La democracia se asfixia sir un debate público, rico e intenso, sometido a reglas de procedimiento en una esfera abierta a la mirada y al escrutinio de los ciudadanos. Sería anacrónico, desde luego, pretender un retorno al parlamentario de los años treinta, cuando la acción de gobierno quedó tantas veces bloqueada en el debate inacabable. Pero las muchas cautelas tornadas para no incurrir en aquel exceso han revelado ahora sus efectos letales para ese espacio fundamental sin el que la misma democracia acaba por desvanecerse. El Parlamento, como asamblea autónoma, con iniciativa propia, dotada de fuerza interna para decidir sobre cuestiones críticas, no funciona. Tal es la penosa conclusión a la que es preciso llegar después de 20 años de democracia.

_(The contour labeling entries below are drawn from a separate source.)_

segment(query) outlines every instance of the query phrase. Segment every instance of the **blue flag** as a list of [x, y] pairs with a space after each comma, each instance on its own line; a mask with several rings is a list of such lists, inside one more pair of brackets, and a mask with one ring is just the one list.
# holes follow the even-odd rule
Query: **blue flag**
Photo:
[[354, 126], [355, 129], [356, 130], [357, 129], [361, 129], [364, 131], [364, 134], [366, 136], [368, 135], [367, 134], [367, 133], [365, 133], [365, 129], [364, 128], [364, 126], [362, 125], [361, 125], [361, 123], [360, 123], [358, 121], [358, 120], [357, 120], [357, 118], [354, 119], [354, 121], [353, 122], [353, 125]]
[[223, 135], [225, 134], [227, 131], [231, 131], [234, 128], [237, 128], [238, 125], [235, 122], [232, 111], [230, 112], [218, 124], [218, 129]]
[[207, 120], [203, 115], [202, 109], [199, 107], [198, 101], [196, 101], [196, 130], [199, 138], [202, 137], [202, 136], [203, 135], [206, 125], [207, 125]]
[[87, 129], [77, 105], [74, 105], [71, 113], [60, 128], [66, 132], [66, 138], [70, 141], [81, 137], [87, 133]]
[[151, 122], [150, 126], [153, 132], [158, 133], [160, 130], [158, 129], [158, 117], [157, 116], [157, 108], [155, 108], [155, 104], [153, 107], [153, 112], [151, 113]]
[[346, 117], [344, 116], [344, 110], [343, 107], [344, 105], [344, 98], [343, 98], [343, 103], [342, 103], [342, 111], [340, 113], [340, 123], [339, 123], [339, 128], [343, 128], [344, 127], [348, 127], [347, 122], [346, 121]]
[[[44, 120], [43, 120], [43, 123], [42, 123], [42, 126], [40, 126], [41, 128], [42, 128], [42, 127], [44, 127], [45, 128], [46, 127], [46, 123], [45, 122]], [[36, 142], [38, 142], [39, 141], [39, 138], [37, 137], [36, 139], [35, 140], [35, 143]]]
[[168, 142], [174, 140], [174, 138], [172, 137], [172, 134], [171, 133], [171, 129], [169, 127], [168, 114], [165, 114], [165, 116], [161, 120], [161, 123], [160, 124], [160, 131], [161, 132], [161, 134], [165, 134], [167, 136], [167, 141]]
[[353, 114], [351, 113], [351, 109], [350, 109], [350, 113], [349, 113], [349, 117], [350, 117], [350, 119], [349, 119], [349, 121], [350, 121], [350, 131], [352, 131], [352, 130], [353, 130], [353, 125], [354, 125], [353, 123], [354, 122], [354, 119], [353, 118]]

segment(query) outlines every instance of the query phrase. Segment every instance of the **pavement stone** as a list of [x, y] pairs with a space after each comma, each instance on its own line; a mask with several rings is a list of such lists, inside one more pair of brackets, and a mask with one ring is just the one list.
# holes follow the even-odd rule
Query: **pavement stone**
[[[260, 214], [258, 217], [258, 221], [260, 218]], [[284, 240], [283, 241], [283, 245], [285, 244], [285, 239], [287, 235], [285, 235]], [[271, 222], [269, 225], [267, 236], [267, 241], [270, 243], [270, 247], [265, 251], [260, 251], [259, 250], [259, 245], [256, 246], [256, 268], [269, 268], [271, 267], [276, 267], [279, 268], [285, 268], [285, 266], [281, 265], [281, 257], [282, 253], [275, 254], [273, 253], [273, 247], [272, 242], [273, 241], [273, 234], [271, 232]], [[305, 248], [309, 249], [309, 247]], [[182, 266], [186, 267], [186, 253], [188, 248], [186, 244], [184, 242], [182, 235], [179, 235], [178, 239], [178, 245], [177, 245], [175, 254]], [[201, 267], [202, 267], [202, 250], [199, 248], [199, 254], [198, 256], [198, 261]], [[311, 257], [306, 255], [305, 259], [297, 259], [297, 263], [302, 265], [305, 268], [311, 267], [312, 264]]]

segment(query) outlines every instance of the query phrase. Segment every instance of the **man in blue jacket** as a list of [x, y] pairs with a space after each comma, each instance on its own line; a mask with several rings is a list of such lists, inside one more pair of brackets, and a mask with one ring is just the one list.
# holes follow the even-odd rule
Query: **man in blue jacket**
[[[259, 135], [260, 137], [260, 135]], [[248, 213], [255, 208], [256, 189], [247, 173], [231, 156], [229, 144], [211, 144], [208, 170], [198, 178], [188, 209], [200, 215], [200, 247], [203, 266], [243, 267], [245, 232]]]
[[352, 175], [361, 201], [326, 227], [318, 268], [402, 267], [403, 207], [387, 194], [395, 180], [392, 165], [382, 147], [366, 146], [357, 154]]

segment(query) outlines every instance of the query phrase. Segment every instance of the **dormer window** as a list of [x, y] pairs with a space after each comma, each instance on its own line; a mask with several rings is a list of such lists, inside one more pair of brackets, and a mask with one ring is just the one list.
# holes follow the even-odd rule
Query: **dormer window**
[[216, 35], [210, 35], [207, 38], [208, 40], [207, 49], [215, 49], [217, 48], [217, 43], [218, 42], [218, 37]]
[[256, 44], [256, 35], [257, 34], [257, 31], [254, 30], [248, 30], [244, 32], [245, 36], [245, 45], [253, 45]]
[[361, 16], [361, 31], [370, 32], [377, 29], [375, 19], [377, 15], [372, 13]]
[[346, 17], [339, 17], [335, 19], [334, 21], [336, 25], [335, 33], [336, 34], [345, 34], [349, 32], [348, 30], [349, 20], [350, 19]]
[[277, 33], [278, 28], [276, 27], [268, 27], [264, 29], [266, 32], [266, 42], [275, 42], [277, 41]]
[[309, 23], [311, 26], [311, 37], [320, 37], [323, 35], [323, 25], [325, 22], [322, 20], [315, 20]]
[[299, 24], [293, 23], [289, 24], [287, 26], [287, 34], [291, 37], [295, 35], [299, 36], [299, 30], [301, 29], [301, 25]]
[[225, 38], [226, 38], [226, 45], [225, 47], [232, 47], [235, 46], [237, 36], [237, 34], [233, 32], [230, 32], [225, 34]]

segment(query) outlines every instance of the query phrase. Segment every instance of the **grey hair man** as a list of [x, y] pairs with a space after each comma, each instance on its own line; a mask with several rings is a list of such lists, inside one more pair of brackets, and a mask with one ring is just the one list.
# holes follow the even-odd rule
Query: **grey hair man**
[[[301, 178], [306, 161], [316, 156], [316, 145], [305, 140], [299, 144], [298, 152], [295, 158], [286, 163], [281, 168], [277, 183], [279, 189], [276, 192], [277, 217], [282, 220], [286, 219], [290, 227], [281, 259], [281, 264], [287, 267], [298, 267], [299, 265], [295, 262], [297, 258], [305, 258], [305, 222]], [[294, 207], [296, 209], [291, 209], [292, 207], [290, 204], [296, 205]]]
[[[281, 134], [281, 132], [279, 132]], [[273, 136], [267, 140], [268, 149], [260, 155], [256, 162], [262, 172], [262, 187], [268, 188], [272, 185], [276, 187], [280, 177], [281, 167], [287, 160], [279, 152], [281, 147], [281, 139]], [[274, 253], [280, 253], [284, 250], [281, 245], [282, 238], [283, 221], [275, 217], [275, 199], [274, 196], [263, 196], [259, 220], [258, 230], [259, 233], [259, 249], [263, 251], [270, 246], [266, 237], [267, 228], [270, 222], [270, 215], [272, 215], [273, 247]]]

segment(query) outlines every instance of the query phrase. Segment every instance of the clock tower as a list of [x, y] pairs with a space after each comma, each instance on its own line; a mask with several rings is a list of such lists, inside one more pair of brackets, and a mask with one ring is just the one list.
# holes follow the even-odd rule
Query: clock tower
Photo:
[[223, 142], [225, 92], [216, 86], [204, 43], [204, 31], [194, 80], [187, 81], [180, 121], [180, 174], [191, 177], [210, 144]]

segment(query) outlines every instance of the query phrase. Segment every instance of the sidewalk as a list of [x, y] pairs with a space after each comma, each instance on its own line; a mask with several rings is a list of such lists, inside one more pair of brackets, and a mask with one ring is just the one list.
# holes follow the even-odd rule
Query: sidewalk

Esa abdicación del Parlamento revela un mal profundo de nuestro sistema e introduce un elemento de incertidumbre para el futuro. El mal es la ausencia de una clase política que represente los intereses y las precauciones del público, los debata de acuerdo con normas de procedimiento regladas y resuelva ateniéndose escrupulosamente a esas normas. La incertidumbre consiste en que, a falta de un ámbito para el debate público y, la resolución del conflicto de acuerdo con reglas de juego aceptadas por todos los actores, cada cual pugna por establecer una relación directa con el público desplazando la discusión hacia terrenos en los que, al parecer, vale todo y en los que el ganador será siempre el que con más fuerza empuje y más ruido meta. El debate parlamentario, sustituido por declaraciones y revelaciones sensacionales a los medios de comunicación: así es como un país que había aprendido la tolerancia ha venido a caer durante las últimas semanas en manos de gente airada.